# Question #3ebdb

Jan 9, 2017

${d}^{n} / \left({\mathrm{dx}}^{n}\right) \cos x = \cos \left(x + \frac{n \pi}{2}\right)$

#### Explanation:

We have that:

$\frac{d}{\mathrm{dx}} \cos x = - \sin x$

${d}^{2} / \left({\mathrm{dx}}^{2}\right) \cos x = \frac{d}{\mathrm{dx}} \left(- \sin x\right) = - \cos x$

${d}^{3} / \left({\mathrm{dx}}^{3}\right) \cos x = \frac{d}{\mathrm{dx}} \left(- \cos x\right) = \sin x$

${d}^{4} / \left({\mathrm{dx}}^{4}\right) \cos x = \frac{d}{\mathrm{dx}} \left(\sin x\right) = \cos x$

And obviously after the fifth order they start repeating.

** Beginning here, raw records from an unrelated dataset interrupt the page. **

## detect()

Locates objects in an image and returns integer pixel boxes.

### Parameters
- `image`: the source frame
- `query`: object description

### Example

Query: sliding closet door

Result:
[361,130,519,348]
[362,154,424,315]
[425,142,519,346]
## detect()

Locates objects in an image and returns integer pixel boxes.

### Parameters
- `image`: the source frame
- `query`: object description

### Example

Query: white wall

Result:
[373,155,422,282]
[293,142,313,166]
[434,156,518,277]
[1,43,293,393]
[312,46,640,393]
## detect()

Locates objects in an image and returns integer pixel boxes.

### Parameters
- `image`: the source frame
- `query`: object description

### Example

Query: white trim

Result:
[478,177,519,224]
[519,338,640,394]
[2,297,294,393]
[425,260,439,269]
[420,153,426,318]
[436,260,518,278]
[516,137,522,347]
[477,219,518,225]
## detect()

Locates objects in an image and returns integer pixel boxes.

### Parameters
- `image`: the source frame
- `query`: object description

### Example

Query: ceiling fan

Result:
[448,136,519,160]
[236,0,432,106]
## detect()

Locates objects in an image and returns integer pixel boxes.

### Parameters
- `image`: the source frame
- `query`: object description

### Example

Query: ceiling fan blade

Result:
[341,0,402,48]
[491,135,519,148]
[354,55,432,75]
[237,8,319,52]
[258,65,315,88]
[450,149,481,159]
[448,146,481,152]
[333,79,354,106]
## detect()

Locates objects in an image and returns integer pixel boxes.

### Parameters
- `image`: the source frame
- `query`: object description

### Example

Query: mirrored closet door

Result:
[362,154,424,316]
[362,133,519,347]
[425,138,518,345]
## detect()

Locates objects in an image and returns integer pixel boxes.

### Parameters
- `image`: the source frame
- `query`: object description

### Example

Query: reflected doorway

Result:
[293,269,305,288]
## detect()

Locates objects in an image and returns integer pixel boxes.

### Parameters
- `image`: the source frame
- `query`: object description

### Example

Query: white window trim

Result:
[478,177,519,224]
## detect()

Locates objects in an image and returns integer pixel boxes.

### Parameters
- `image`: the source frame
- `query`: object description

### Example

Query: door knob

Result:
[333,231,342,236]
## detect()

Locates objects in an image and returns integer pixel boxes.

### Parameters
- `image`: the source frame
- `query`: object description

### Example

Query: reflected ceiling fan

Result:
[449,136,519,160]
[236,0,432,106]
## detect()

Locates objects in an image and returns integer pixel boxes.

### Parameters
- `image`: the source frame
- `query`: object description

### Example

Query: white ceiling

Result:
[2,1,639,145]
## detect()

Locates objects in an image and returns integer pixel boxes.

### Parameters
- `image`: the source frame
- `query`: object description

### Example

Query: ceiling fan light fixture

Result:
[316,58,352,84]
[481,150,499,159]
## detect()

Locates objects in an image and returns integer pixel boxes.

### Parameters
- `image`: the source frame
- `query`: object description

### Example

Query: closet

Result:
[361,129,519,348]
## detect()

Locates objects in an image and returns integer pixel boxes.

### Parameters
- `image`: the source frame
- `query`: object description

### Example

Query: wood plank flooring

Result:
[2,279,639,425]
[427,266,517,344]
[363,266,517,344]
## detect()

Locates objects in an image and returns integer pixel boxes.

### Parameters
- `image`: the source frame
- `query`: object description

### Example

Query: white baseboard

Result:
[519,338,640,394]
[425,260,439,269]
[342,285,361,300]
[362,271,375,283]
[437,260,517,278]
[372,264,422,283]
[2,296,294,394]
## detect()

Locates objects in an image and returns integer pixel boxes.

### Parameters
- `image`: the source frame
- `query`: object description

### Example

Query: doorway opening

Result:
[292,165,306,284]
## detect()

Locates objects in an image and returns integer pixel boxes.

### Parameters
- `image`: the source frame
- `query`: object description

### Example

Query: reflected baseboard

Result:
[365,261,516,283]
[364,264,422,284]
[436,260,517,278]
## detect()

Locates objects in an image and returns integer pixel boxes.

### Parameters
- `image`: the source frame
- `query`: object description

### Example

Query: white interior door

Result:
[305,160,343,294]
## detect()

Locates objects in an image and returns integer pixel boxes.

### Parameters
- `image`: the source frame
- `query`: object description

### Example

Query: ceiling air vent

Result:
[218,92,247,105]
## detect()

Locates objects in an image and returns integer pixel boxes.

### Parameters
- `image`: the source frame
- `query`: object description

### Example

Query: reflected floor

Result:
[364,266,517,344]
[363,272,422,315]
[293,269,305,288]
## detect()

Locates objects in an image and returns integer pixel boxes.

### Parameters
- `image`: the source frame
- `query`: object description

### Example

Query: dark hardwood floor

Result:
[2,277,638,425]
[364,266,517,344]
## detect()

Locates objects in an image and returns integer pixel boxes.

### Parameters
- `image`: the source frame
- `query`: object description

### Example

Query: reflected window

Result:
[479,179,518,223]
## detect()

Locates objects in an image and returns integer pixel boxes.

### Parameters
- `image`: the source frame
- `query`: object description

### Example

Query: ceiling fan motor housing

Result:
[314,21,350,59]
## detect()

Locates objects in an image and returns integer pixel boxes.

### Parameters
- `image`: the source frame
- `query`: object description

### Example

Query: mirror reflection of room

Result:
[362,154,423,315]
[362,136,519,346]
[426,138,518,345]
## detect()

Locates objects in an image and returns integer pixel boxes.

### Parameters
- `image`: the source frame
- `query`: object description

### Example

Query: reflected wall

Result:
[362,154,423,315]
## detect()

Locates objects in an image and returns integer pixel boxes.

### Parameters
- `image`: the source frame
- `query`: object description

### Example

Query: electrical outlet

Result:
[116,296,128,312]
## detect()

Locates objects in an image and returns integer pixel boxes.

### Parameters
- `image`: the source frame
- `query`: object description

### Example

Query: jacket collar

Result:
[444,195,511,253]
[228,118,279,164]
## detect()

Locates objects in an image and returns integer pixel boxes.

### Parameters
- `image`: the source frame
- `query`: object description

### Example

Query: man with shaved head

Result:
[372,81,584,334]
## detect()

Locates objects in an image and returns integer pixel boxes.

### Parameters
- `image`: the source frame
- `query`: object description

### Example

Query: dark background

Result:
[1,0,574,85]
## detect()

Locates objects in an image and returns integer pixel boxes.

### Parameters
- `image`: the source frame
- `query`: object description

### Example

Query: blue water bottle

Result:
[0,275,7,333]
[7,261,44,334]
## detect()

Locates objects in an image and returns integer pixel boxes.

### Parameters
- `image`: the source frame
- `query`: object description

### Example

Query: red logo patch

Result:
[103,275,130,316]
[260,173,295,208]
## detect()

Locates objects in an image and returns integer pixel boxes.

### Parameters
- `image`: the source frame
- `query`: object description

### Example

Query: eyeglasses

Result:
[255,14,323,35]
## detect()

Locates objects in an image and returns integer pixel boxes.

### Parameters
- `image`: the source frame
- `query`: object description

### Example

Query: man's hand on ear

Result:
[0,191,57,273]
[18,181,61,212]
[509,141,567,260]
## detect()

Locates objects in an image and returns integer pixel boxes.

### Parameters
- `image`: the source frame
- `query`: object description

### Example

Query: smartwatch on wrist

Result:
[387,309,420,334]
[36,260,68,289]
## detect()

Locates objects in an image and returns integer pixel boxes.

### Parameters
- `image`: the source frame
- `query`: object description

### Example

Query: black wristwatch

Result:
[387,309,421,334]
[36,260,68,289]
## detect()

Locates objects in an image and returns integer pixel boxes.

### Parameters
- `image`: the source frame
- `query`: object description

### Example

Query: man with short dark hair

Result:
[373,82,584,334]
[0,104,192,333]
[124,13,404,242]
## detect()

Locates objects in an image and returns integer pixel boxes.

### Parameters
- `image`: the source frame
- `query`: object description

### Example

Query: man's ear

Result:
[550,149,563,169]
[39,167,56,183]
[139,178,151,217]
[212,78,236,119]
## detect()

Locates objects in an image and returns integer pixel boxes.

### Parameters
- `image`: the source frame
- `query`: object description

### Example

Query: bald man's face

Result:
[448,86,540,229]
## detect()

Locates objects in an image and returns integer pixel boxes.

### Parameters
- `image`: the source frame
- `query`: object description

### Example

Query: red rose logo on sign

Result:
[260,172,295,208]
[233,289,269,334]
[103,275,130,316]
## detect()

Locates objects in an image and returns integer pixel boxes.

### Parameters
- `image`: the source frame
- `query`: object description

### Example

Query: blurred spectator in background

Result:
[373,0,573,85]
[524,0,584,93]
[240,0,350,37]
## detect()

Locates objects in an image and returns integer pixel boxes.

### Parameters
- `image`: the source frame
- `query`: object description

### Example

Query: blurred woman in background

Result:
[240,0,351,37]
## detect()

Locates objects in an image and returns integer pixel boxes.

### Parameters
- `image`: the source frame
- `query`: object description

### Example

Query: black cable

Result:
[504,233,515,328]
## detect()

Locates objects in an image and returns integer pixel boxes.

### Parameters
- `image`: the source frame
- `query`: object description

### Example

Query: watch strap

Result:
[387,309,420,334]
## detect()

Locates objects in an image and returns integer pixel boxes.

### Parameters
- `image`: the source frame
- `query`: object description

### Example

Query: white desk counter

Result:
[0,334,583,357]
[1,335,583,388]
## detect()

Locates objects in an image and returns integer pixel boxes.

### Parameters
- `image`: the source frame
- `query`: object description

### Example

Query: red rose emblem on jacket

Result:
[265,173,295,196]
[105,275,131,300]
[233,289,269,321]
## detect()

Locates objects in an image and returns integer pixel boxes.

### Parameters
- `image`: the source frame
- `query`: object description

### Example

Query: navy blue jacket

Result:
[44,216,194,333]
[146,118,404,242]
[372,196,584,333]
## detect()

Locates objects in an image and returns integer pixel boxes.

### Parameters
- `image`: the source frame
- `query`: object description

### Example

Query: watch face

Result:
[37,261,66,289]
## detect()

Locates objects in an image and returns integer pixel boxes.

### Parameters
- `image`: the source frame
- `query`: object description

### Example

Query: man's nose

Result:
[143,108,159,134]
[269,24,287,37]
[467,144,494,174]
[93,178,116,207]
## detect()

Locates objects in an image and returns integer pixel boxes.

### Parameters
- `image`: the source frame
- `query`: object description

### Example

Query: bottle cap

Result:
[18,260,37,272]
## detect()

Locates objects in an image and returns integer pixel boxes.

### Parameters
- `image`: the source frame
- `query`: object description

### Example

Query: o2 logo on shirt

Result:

We can however find a synthetic expression valid for all orders noting that:

$\cos \left(x + \frac{\pi}{2}\right) = \cos x \cos \left(\frac{\pi}{2}\right) - \sin x \sin \left(\frac{\pi}{2}\right) = - \sin x$

$\cos \left(x + \pi\right) = \cos x \cos \left(\pi\right) - \sin x \sin \left(\pi\right) = - \cos x$

$\cos \left(x + \frac{3}{2} \pi\right) = \cos x \cos \left(\frac{3}{2} \pi\right) - \sin x \sin \left(\frac{3}{2} \pi\right) = \sin x$

$\cos \left(x + 2 \pi\right) = \cos x$

So that:

${d}^{n} / \left({\mathrm{dx}}^{n}\right) \cos x = \cos \left(x + \frac{n \pi}{2}\right)$